Fire hydrant exercise is a great way to target your glutes, hips, and outer thighs. This exercise is named after the motion a dog makes when it relieves itself on a fire hydrant. Fire hydrant exercise has become increasingly popular in recent years, and for good reason. It is an effective way to strengthen and tone the lower body.
What Muscles Do Fire Hydrants Work?

Fire hydrants primarily target the glutes, hips, and outer thighs. The gluteus maximus, medius, and minimus are the three muscles that make up the glutes. The gluteus maximus is the largest muscle in the body, and it is responsible for hip extension and external rotation. The gluteus medius and minimus are located on the sides of the hips, and they are responsible for hip abduction and internal rotation.
The outer thighs are also targeted during fire hydrant exercise. The tensor fasciae latae (TFL) is a muscle located on the outer thigh, and it is responsible for hip flexion, abduction, and internal rotation. The TFL works in conjunction with the glutes to stabilize the hips and pelvis during movement.
How to Perform Fire Hydrant Exercise

To perform fire hydrant exercise, follow these steps:
- Start on your hands and knees, with your wrists directly under your shoulders and your knees directly under your hips.
- Engage your core and keep your back flat.
- Lift your right knee out to the side, keeping it bent at a 90-degree angle.
- Pause at the top of the motion, then lower your knee back down to the starting position.

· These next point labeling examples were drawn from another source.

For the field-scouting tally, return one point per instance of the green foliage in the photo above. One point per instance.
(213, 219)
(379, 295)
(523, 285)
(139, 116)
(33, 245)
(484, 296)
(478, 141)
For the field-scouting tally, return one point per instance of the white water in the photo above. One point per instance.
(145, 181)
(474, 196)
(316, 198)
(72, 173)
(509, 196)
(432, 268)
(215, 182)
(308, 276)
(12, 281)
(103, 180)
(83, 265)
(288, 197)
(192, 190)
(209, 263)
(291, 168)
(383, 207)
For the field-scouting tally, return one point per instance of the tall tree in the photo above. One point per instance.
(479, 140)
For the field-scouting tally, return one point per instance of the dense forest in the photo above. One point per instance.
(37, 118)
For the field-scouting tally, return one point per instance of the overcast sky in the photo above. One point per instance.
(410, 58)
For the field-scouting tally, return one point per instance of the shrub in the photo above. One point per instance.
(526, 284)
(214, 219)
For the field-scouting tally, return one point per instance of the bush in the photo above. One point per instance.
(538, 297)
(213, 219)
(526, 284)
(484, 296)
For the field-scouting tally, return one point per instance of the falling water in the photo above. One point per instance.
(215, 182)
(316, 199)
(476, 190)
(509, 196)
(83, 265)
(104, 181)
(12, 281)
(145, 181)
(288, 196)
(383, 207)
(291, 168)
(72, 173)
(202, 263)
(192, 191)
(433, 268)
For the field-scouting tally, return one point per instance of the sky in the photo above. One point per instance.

- Repeat for the desired number of repetitions, then switch sides.
Variations of Fire Hydrant Exercise

Fire hydrant exercise can be modified to target different areas of the lower body. Here are a few variations:
- Weighted fire hydrant: Hold a dumbbell or kettlebell behind your knee as you perform the exercise.

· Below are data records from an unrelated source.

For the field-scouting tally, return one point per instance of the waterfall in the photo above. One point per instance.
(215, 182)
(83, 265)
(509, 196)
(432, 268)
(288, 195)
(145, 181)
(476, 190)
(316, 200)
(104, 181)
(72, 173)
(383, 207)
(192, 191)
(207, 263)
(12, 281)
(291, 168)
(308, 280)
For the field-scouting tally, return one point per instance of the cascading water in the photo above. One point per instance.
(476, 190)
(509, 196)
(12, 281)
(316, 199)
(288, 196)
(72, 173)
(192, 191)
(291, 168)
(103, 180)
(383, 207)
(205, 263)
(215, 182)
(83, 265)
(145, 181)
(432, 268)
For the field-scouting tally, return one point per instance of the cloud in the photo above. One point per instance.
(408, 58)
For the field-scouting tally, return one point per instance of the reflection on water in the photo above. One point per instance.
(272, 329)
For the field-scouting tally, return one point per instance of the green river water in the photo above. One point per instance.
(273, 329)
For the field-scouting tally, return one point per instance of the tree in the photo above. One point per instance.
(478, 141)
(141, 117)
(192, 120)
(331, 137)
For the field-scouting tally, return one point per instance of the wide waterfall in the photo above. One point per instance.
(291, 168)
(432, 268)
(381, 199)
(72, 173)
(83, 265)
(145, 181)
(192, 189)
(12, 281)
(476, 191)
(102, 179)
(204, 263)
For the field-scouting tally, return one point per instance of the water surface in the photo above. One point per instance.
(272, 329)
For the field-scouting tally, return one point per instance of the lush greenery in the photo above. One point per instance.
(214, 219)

- Fire hydrant kickback: After lifting your knee out to the side, extend your leg straight back behind you.
- Fire hydrant circles: After lifting your knee out to the side, make small circles with your knee.

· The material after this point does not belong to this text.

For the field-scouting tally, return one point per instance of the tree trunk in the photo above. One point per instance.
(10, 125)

Benefits of Fire Hydrant Exercise

Fire hydrant exercise offers several benefits for the lower body, including:
- Strengthening and toning the glutes, hips, and outer thighs.
- Improving balance and stability.
- Reducing the risk of injury by strengthening the muscles that support the hips and pelvis.
- Improving overall athletic performance by increasing power and speed.
Conclusion
Fire hydrant exercise is a simple yet effective way to target the glutes, hips, and outer thighs. By incorporating this exercise into your workout routine, you can strengthen and tone your lower body, improve your balance and stability, and reduce your risk of injury. Try adding some variations of this exercise to your routine to keep your workouts interesting and challenging.